# Part 1 - Extracting and Saving Data from Yelp API

## Obective

- For this CodeAlong, we will be working with the Yelp API. 
- You will use the the Yelp API to search your home town for a cuisine type of your choice.
- Next class, we will then use Plotly Express to create a map with the Mapbox API to visualize the results.
    
    

## Tools You Will Use
- Part 1:
    - Yelp API:
        - Getting Started: 
            - https://www.yelp.com/developers/documentation/v3/get_started

    - `YelpAPI` python package
        -  "YelpAPI": https://github.com/gfairchild/yelpapi
- Part 2:

    - Plotly Express: https://plotly.com/python/getting-started/
        - With Mapbox API: https://www.mapbox.com/
        - `px.scatter_mapbox` [Documentation](https://plotly.com/python/scattermapbox/): 




### Applying Code From
- Efficient API Calls Lesson Link: https://login.codingdojo.com/m/376/12529/88078

In [1]:
# Standard Imports
import numpy as np
import pandas as pd
import matplotlib.pyplot as plt
import seaborn as sns

# Additional Imports
import os, json, math, time
from yelpapi import YelpAPI
from tqdm.notebook import tqdm_notebook

In [2]:
!pip install yelpapi
!pip install tqdm



## 1. Registering for Required APIs


- Yelp: https://www.yelp.com/developers/documentation/v3/get_started


> Check the official API documentation to know what arguments we can search for: https://www.yelp.com/developers/documentation/v3/business_search

### Load Credentials and Create Yelp API Object

In [3]:
# Load API Credentials

with open('/Users/patelmedzy/.secret/yelp_api.json') as f:
    login = json.load(f)



In [4]:
# Instantiate YelpAPI Variable
login.keys()

dict_keys(['client-id', 'api-key'])

In [5]:
#login.items()
#login['api-key']

In [6]:
yelp =YelpAPI(login['api-key'], timeout_s = 5.0)

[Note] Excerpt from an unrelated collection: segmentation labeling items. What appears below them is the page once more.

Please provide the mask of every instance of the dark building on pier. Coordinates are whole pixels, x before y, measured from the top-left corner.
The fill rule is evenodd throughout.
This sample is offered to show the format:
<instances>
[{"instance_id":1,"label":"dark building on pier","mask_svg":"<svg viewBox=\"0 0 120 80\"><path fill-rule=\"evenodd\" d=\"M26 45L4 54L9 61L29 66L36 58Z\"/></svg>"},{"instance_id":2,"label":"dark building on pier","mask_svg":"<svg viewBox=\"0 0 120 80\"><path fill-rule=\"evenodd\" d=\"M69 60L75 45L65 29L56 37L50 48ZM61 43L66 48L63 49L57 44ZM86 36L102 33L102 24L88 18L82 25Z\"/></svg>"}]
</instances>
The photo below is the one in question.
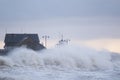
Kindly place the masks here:
<instances>
[{"instance_id":1,"label":"dark building on pier","mask_svg":"<svg viewBox=\"0 0 120 80\"><path fill-rule=\"evenodd\" d=\"M45 47L40 44L38 34L6 34L5 49L19 47L25 45L33 50L41 50Z\"/></svg>"},{"instance_id":2,"label":"dark building on pier","mask_svg":"<svg viewBox=\"0 0 120 80\"><path fill-rule=\"evenodd\" d=\"M6 34L4 43L4 49L0 50L0 53L6 53L15 47L23 45L33 50L42 50L45 48L40 44L38 34Z\"/></svg>"}]
</instances>

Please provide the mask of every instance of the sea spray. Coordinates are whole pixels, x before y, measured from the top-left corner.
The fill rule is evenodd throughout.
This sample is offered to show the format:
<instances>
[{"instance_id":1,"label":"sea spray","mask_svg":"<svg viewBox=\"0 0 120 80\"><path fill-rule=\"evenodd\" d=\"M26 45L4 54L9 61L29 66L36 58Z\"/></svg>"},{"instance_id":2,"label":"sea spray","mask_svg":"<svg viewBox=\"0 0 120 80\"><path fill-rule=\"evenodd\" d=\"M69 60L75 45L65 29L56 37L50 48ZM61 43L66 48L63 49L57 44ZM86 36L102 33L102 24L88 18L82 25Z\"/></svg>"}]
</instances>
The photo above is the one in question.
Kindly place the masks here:
<instances>
[{"instance_id":1,"label":"sea spray","mask_svg":"<svg viewBox=\"0 0 120 80\"><path fill-rule=\"evenodd\" d=\"M70 69L112 69L111 55L84 46L66 45L43 51L16 48L7 56L15 66L56 67Z\"/></svg>"}]
</instances>

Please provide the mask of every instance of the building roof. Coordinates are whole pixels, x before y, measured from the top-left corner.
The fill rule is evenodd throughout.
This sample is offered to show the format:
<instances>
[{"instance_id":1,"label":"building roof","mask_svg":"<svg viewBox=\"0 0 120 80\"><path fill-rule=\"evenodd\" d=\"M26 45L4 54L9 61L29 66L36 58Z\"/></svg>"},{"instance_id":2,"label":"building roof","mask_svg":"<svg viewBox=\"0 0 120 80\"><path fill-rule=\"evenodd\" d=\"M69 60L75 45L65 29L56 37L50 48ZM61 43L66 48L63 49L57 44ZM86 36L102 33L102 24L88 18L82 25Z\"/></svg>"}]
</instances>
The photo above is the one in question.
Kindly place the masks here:
<instances>
[{"instance_id":1,"label":"building roof","mask_svg":"<svg viewBox=\"0 0 120 80\"><path fill-rule=\"evenodd\" d=\"M27 37L30 37L34 42L39 42L38 34L6 34L4 42L18 43Z\"/></svg>"}]
</instances>

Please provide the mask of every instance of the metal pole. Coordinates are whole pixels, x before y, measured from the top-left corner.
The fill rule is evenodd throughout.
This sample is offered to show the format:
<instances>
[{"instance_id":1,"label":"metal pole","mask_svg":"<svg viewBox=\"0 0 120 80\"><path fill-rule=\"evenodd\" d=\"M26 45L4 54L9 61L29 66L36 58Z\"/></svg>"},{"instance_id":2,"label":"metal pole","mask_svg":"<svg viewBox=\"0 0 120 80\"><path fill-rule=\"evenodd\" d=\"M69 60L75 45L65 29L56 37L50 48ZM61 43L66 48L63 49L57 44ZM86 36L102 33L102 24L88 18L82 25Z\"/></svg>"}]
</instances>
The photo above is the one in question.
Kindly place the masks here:
<instances>
[{"instance_id":1,"label":"metal pole","mask_svg":"<svg viewBox=\"0 0 120 80\"><path fill-rule=\"evenodd\" d=\"M49 38L49 36L44 35L42 36L42 38L44 38L44 46L47 47L47 39Z\"/></svg>"}]
</instances>

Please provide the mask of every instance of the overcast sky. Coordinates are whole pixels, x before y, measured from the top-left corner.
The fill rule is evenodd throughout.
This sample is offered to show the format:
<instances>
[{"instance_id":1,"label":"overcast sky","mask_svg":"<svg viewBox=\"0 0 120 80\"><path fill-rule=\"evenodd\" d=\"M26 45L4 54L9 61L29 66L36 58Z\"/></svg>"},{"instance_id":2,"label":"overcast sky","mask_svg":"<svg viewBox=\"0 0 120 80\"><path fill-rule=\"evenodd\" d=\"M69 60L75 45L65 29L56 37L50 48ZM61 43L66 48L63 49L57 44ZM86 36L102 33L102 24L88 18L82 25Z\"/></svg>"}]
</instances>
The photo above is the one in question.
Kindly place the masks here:
<instances>
[{"instance_id":1,"label":"overcast sky","mask_svg":"<svg viewBox=\"0 0 120 80\"><path fill-rule=\"evenodd\" d=\"M6 32L120 38L120 0L0 0L1 40Z\"/></svg>"}]
</instances>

### Define Search Terms and File Paths

In [7]:
# set our API call parameters and filename before the first call
location = 'Richmond, TX 77407'
term = 'pizza'

In [8]:
location.split(',')[0]

'Richmond'

In [9]:
## Specify fodler for saving data
FOLDER = 'Data/'

os.makedirs(FOLDER, exist_ok=True)
# Specifying JSON_FILE filename (can include a folder)
JSON_FILE = FOLDER+f"{location.split(',')[0]}-{term}.json"

In [10]:
JSON_FILE

'Data/Richmond-pizza.json'

### Check if Json File exists and Create it if it doesn't

In [11]:
## Check if JSON_FILE exists
file_exists = os.path.isfile(JSON_FILE)
## If it does not exist: 
if file_exists == False:    
    ## CREATE ANY NEEDED FOLDERS
    # Get the Folder Name only
    folder = os.path.dirname(JSON_FILE)
    
    ## If JSON folder name is not empty:
    if len(folder)>0:
        # create the folder
        os.makedirs(folder, exist_ok = True)
        
        
    ## INFORM USER AND SAVE EMPTY LIST
    print(f"[i] {JSON_FILE} not found. Saving empty list to file.")
    
    
    ## save the first page of results
    with open(JSON_FILE, 'w') as f:
          json.dump([], f)
        
## If it exists, inform user
else:
    print(f"[i] {JSON_FILE} already exists.")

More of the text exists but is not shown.